Olmsted would work in Buffalo for three decades.
After his retirement his sons carried on his business.
He and his successors really had a
great role in shaping the city of Buffalo.
[Narration:] But over the years,
parts of the Olmsted system were changed.
Much of the Front, the park along the river,
became a traffic plaza.
On the east side of Buffalo,
bulldozers reduced the once-elegant
Humboldt Parkway to a commuter freeway.
It was called Progress.
But more recently, another kind of
progress came to Buffalo - a grassroots community
group that would become the Buffalo
Olmsted Parks Conservancy was formed in 1978.

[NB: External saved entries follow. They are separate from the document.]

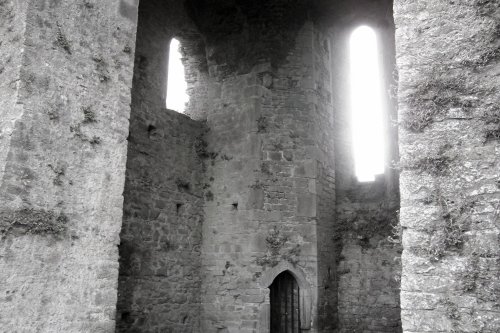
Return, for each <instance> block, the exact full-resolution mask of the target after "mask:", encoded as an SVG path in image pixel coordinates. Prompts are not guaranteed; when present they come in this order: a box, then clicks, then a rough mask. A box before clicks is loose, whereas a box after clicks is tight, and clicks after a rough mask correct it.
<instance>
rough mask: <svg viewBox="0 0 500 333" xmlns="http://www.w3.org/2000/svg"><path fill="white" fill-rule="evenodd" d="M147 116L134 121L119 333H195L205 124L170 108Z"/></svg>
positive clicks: (120, 281)
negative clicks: (198, 154) (173, 110)
mask: <svg viewBox="0 0 500 333" xmlns="http://www.w3.org/2000/svg"><path fill="white" fill-rule="evenodd" d="M141 111H142V110H140V109H138V108H134V109H133V113H132V116H131V119H130V120H131V127H130V137H129V148H128V161H127V178H126V183H125V192H124V196H125V201H124V219H123V228H122V232H121V235H120V237H121V243H120V280H119V296H118V305H117V308H118V313H117V322H118V323H117V331H118V332H130V331H140V332H158V331H161V332H165V331H172V332H193V331H194V332H197V331H199V316H200V266H201V257H200V247H201V226H202V222H203V197H202V196H201V195H200V194H201V193H203V185H204V183H203V178H202V175H203V173H202V170H201V169H202V164H201V160H200V159H199V157H198V156H197V154H196V152H197V148H198V147H199V145H200V142H199V140H200V137H201V136H202V135H203V126H202V124H200V123H197V122H195V121H193V120H191V119H189V118H188V117H187V116H184V115H182V114H179V113H176V112H174V111H170V110H166V109H161V110H158V112H157V113H156V114H155V115H146V114H144V113H141ZM148 124H149V125H148ZM153 124H154V125H153Z"/></svg>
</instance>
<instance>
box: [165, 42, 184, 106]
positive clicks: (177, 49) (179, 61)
mask: <svg viewBox="0 0 500 333" xmlns="http://www.w3.org/2000/svg"><path fill="white" fill-rule="evenodd" d="M179 48H180V42H179V41H178V40H177V39H175V38H172V40H171V41H170V48H169V55H168V80H167V100H166V104H167V109H171V110H175V111H177V112H181V113H184V111H185V109H186V104H187V102H189V96H188V94H187V82H186V78H185V72H184V65H183V64H182V55H181V52H180V50H179Z"/></svg>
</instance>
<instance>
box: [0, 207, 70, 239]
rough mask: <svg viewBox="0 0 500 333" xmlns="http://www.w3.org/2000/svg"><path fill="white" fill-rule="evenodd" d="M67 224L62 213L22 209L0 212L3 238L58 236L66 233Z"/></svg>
mask: <svg viewBox="0 0 500 333" xmlns="http://www.w3.org/2000/svg"><path fill="white" fill-rule="evenodd" d="M67 222H68V218H67V216H66V215H65V214H64V213H59V214H58V213H56V212H53V211H46V210H42V209H33V208H24V209H21V210H17V211H5V212H1V213H0V232H1V233H2V235H4V236H6V235H23V234H33V235H55V236H60V235H62V234H64V233H65V232H66V230H67Z"/></svg>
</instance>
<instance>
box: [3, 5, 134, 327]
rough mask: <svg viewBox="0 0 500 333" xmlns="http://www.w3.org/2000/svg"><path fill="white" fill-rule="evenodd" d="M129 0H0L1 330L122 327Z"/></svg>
mask: <svg viewBox="0 0 500 333" xmlns="http://www.w3.org/2000/svg"><path fill="white" fill-rule="evenodd" d="M121 3H127V4H128V6H129V7H130V8H133V7H134V6H135V5H134V4H133V2H131V3H130V4H129V3H128V2H127V1H107V2H90V1H87V2H84V1H64V2H61V1H0V27H1V28H0V29H1V36H2V37H1V42H0V44H1V45H0V53H1V56H0V58H1V59H2V60H0V63H1V64H0V68H1V69H0V82H2V83H0V86H1V88H0V112H1V126H0V127H1V136H2V139H1V142H0V147H1V148H0V165H1V166H0V170H1V171H0V212H1V215H2V226H5V224H7V225H8V226H9V227H7V228H3V230H2V231H3V233H2V238H1V240H0V280H1V281H2V283H1V287H0V289H1V291H0V306H1V308H2V314H1V317H0V327H1V330H2V331H5V332H19V331H23V332H35V331H38V332H113V331H114V326H115V323H114V317H115V307H116V289H117V277H118V262H117V259H118V251H117V247H116V245H117V244H118V242H119V231H120V227H121V215H122V200H123V199H122V191H123V183H124V178H125V160H126V136H127V128H128V115H129V103H130V86H131V83H132V67H133V52H134V42H133V41H134V39H135V30H136V25H135V17H133V15H132V16H129V17H123V16H122V15H121V14H120V7H121ZM75 22H77V24H75ZM126 47H128V48H129V52H124V51H123V50H124V49H125V48H126ZM62 216H65V217H64V218H62Z"/></svg>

The Conservancy now manages and
protects all of the Olmsted parks in Buffalo,
in a public-private partnership with the city.
Well over a million people visit these parks each year.
[Quote:] A park is a work of art,
designed to produce certain effects upon the mind of men.
The purpose of parks is to provide a feeling
of relief experienced by those
entering it on escaping from the cramped,
confined, and controlling
circumstances of the streets and towns.
In other words, a sense of
enlarged freedom is to all and all times
the most certain value and gratification
afforded by a park. Frederick Law Olmsted.